Suppose a finite group $$G$$ has more than one Sylow-2 subgroup and any two intersects trivially. Show $$G$$ contains exactly one conjugacy class of involutions.

Here are some of my thoughts: Suppose not, then there exist involutions $$s,t$$ such that they are not conjugate.

$$s,t$$ generates a dihedral group $$D_{2n}$$. $$n$$ is even since $$s,t$$ are not conjugate in $$D_{2n}$$.

If $$n$$ is not a power of 2, then $$D_{2n}$$ has more than one Sylow 2 subgroups and $$D_{2n}$$ are generated by them. But any two of the Sylow 2 subgroups of $$D_{2n}$$ has a nontrival intersection, and any two Sylow-2 subgroups of G intersects trivally, so all Sylow 2 subgroups of $$D_{2n}$$ must lie in the same Sylow-2 subgroup of $$G$$. So $$D_{2n}$$ lie in a Sylow-2 subgroup of $$G$$, this leads a contradiction.
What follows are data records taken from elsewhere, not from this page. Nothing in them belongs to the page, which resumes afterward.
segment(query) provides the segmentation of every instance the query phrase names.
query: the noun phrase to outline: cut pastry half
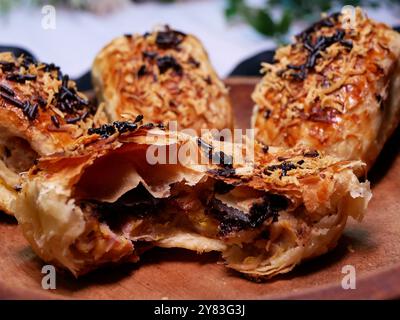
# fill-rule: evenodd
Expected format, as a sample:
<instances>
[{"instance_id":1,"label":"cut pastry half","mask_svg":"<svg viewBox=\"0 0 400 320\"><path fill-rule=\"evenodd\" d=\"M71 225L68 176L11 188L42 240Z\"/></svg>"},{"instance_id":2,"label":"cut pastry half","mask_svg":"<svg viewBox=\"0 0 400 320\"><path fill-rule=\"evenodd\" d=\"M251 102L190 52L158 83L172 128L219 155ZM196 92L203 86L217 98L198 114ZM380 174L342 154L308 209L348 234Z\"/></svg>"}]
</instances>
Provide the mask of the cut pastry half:
<instances>
[{"instance_id":1,"label":"cut pastry half","mask_svg":"<svg viewBox=\"0 0 400 320\"><path fill-rule=\"evenodd\" d=\"M0 210L14 212L21 172L62 152L97 123L87 98L54 64L0 53Z\"/></svg>"},{"instance_id":2,"label":"cut pastry half","mask_svg":"<svg viewBox=\"0 0 400 320\"><path fill-rule=\"evenodd\" d=\"M370 168L400 120L400 34L358 8L295 40L276 52L276 63L263 64L252 95L256 138L306 144Z\"/></svg>"},{"instance_id":3,"label":"cut pastry half","mask_svg":"<svg viewBox=\"0 0 400 320\"><path fill-rule=\"evenodd\" d=\"M111 41L92 66L97 98L110 119L147 121L174 128L232 129L228 90L193 35L168 26Z\"/></svg>"},{"instance_id":4,"label":"cut pastry half","mask_svg":"<svg viewBox=\"0 0 400 320\"><path fill-rule=\"evenodd\" d=\"M153 246L221 252L272 277L332 249L371 193L340 161L309 149L230 144L139 123L91 130L69 155L29 172L16 217L34 251L75 276L136 262Z\"/></svg>"}]
</instances>

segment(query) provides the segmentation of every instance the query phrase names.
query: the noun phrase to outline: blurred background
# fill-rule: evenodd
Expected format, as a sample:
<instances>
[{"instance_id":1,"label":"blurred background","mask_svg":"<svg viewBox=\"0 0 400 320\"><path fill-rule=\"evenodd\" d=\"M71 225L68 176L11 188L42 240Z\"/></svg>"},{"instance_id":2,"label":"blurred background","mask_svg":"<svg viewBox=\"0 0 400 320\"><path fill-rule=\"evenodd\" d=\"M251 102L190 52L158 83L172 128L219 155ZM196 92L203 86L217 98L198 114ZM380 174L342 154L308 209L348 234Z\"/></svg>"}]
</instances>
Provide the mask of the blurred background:
<instances>
[{"instance_id":1,"label":"blurred background","mask_svg":"<svg viewBox=\"0 0 400 320\"><path fill-rule=\"evenodd\" d=\"M243 60L290 41L321 12L344 5L362 5L370 17L400 25L400 0L0 0L0 46L25 48L77 78L112 38L169 24L197 35L226 77Z\"/></svg>"}]
</instances>

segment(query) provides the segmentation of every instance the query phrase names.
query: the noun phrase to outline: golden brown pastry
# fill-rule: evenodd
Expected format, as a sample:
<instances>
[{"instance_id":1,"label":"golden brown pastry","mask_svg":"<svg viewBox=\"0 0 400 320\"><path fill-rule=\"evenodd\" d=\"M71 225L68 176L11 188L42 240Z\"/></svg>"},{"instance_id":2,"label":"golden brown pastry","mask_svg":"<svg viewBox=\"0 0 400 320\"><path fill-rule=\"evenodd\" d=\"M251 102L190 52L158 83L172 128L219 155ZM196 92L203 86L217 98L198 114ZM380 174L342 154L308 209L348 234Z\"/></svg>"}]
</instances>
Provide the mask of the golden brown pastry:
<instances>
[{"instance_id":1,"label":"golden brown pastry","mask_svg":"<svg viewBox=\"0 0 400 320\"><path fill-rule=\"evenodd\" d=\"M114 39L97 55L92 77L110 119L147 121L178 128L222 130L233 125L228 91L201 42L166 26Z\"/></svg>"},{"instance_id":2,"label":"golden brown pastry","mask_svg":"<svg viewBox=\"0 0 400 320\"><path fill-rule=\"evenodd\" d=\"M304 143L370 167L400 119L400 34L361 9L353 29L346 19L324 18L263 65L252 122L267 145Z\"/></svg>"},{"instance_id":3,"label":"golden brown pastry","mask_svg":"<svg viewBox=\"0 0 400 320\"><path fill-rule=\"evenodd\" d=\"M333 248L371 197L354 174L360 161L257 144L254 162L246 144L140 120L91 129L69 155L30 171L16 217L43 260L78 276L179 247L219 251L227 267L271 277Z\"/></svg>"},{"instance_id":4,"label":"golden brown pastry","mask_svg":"<svg viewBox=\"0 0 400 320\"><path fill-rule=\"evenodd\" d=\"M86 133L95 110L54 64L11 53L0 53L0 109L0 210L13 213L19 173Z\"/></svg>"}]
</instances>

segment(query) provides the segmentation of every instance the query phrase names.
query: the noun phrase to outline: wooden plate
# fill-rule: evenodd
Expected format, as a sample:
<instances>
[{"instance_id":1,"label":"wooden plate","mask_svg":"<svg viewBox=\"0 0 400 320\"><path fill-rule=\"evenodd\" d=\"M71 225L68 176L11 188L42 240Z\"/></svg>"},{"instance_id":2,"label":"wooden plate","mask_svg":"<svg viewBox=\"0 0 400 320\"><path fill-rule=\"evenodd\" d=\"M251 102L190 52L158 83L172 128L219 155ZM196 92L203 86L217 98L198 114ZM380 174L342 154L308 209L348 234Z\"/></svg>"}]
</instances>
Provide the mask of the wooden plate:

But what if $$n$$ is a power of 2?

• Welcome to Stackexchange. You'll find that simple "Here's the statement of my question, solve it for me" posts will be poorly received. What is better is for you to add context (with an edit): What you understand about the problem, what you've tried so far, etc.; something both to show you are part of the learning experience and to help us guide you to the appropriate help. You can consult this link for further guidance. – Shaun Mar 20 '19 at 13:27
• Note that your arguments would work with any pair of non-conjugate involutions, and the conclusion so far is that they generate a subgroup of order $2^n$ for some $n$. So they are contained in the same Sylow $2$-subgroup. What does this tell you? – Tobias Kildetoft Mar 20 '19 at 14:24
• I think the name of the author of the book in question is Isaacs not Issac, which is an acronym for International Symposium on Symbolic and Algebraic Computation. – Derek Holt Mar 20 '19 at 22:54

My argument shows that any two non-conjugate elements generates a dihedral group whose order is a power of 2. Thus $$s,t$$ and $$s,gtg^{—1}$$ lies in a same Sylow-2 subgroup of G, for all $$g\in G$$. Thus it has only one Sylow-2 subgroup, contradiction.